Many of these fears are still prevalent in certain parts of the world today. Nepal is one example, with its longstanding tradition of “menstrual huts” where families exiled women undergoing periods, known as “chhaupadi”. Even though this practice has been outlawed, several women die in menstrual huts every year, and the majority of female-identifying Nepalis still participate in menstrual exile. In India, women who menstruate are not allowed entry in temples and shrines. They are also unable to cook or touch anyone in many conservative families.
Periods are so rarely discussed in literature; there are no official statistics on how many books published discuss this topic. When we pick up a book to read, we seldom expect scenes of bleeding from someone’s posterior— and such scenes could be “shocking”. With menstruation facing so much stigma, writers are reluctant to even mention it in passing, as it is treated as shameful and “unhygienic”. Plus, male authors who do not experience periods would be hesitant to write about something they barely know of.

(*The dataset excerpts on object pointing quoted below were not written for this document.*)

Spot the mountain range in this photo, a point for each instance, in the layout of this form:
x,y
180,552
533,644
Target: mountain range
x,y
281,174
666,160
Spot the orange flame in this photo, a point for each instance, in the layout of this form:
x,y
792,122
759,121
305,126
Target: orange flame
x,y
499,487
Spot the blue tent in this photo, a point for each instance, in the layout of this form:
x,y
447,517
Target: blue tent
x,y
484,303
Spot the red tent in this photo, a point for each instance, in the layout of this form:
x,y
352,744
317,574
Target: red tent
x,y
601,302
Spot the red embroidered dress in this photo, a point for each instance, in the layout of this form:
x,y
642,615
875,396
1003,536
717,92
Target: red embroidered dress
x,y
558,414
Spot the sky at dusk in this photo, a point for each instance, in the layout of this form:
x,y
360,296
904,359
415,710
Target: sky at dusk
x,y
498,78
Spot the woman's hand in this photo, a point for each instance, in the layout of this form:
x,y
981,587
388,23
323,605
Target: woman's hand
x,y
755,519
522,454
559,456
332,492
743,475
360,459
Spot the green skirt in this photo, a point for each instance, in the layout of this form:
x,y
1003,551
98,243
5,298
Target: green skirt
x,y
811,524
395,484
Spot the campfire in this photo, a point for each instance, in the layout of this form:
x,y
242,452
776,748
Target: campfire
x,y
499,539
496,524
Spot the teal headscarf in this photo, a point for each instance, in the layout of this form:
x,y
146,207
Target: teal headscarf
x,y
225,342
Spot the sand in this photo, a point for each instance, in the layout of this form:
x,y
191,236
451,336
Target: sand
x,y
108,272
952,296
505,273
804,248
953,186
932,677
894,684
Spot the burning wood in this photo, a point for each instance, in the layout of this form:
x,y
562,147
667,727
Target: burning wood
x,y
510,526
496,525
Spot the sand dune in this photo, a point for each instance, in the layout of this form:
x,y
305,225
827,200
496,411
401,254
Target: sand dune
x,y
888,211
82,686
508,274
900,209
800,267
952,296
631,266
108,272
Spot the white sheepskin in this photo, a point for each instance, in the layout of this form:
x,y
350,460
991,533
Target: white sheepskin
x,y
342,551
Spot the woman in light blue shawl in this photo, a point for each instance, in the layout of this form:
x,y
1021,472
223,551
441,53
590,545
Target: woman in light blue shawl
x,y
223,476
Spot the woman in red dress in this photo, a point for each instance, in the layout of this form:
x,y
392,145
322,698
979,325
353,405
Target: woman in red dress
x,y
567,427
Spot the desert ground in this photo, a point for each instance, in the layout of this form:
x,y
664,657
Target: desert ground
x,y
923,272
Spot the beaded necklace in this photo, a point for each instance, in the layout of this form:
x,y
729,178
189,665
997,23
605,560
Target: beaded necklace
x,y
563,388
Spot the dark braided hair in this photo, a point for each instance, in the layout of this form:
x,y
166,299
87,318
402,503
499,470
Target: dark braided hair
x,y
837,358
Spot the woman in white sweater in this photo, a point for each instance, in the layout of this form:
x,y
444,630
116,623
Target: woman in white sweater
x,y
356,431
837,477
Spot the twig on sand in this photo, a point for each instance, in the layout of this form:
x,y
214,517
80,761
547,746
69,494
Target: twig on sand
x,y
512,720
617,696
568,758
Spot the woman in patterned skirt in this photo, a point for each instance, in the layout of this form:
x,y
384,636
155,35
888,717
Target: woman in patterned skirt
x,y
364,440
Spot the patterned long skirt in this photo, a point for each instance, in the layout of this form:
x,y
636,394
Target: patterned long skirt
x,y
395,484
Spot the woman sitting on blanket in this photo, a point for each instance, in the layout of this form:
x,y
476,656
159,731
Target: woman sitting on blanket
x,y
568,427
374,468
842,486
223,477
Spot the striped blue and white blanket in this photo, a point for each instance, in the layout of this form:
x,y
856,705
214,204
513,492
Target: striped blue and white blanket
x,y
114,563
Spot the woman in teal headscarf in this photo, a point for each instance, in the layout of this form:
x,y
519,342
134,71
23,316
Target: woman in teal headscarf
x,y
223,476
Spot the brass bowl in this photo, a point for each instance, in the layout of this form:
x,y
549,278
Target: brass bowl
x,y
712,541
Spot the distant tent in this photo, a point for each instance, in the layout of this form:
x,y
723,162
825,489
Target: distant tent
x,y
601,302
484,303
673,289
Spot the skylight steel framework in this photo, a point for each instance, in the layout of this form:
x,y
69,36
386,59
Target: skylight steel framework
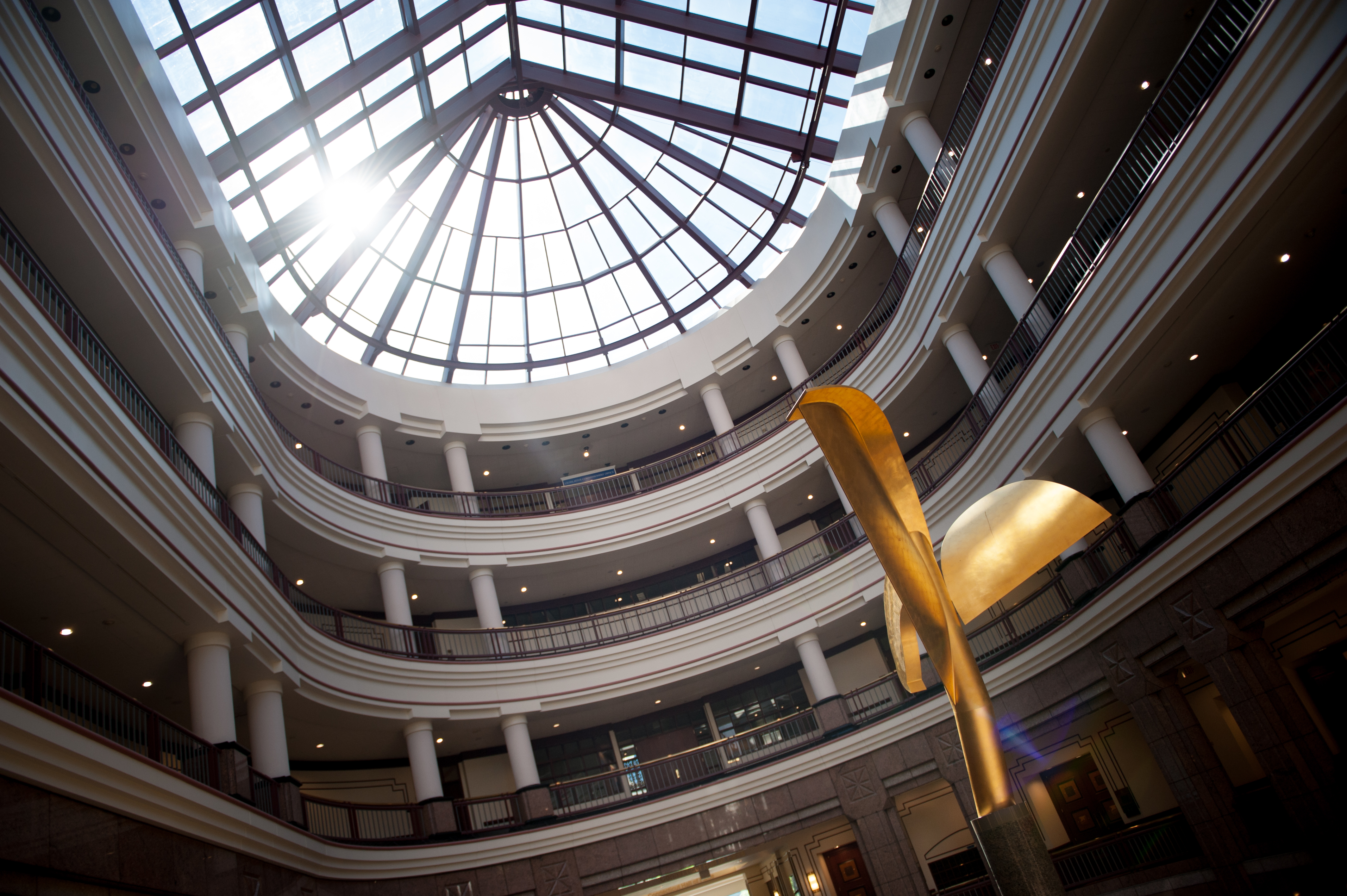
x,y
477,192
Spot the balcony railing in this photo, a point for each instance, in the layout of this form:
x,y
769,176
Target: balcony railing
x,y
685,770
1306,389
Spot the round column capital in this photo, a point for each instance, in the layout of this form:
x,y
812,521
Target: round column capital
x,y
1097,415
265,686
193,417
417,725
205,639
244,488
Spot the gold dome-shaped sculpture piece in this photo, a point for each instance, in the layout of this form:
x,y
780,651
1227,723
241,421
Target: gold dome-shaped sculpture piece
x,y
995,546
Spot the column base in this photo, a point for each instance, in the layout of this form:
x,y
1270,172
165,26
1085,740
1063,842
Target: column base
x,y
535,804
1015,855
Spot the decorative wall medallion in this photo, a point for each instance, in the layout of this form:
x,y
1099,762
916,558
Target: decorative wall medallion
x,y
1190,616
1118,665
857,785
557,879
951,748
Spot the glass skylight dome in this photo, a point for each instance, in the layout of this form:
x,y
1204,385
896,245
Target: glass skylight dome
x,y
495,193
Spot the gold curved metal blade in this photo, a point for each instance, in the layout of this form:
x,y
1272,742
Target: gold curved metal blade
x,y
903,640
877,437
1008,537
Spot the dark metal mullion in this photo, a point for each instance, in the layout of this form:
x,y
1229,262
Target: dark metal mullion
x,y
613,223
655,196
692,161
428,239
475,248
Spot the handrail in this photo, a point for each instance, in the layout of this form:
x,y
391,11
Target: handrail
x,y
1300,393
659,473
1171,116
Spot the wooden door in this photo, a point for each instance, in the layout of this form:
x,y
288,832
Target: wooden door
x,y
846,871
1082,800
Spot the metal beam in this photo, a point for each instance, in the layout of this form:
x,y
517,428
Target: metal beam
x,y
428,238
448,118
718,32
651,193
666,108
690,159
324,96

Writing periods does not need to be taboo, though. They are a part of life, and as artists, we should consider it our duty to reflect the human condition authentically in our work. If we find politics, murder and even bedroom scenes acceptable in commercial fiction, why are periods not being included as well?
There are many benefits to including the menstruation experience in books. It raises awareness about reproductive rights and issues surrounding feminism and the sexual health of people who menstruate. It can be a vehicle for social change so menstruation can be acknowledged and accepted, instead of shunned and ignored. It can also encourage non-menstruators to get educated, and in turn educate others on periods and how they affect the lifestyles of people they menstruate.
How can we start writing about menstruation in our stories? It can touch on the embarassing nature of periods in daily life, or the difficulty of getting menstrual hygiene products in many countries with high tax rates, for example. It could simply be implemented as a relatable anecdote that can offer a laugh for people with similar experiences and educate those unfamiliar with the idea of menstruation.
Research is a great starting point for wordsmiths wanting to write about this topic. There are many online resources that give factual information about periods, as well as fiction books written with the inclusion of periods, such as Revenge of the Red Club by Kim Harrington and My Brilliant Friend by Elena Ferrante.
We can also use this as a good conversation starter for periods and how we view them. Talking with friends and family who menstruate allows us to gain deeper insight into periods, such as side effects of periods and how others can support them during different parts of the menstrual cycle.
What should writers take note of when writing about periods? Everyone has a different period experience with different cycles, side effects and usage of menstrual products. They should also be mindful of stereotypes and misconception around menstruation. For example, one common myth is that all menstruators would have menstrual cramps, and when menstruators (mostly women) are grumpy, they would be having their period. However, side effects vary among individuals, and people can be irritated by many things, not just mood swings during their period. Periods also do not need to be an object of horror and wickedness. Carrie by Stephen King depicted the titular character having her first period in the shower and thus being mocked by other girls, using her power to exact revenge. Stories involving menstruation do not need to be written in a scary vein, but can be stories of support within communities.
When advocating for change, writing is often the first step to allow us to make a difference. Therefore, I encourage every writer to pick up their pens and write about menstruation.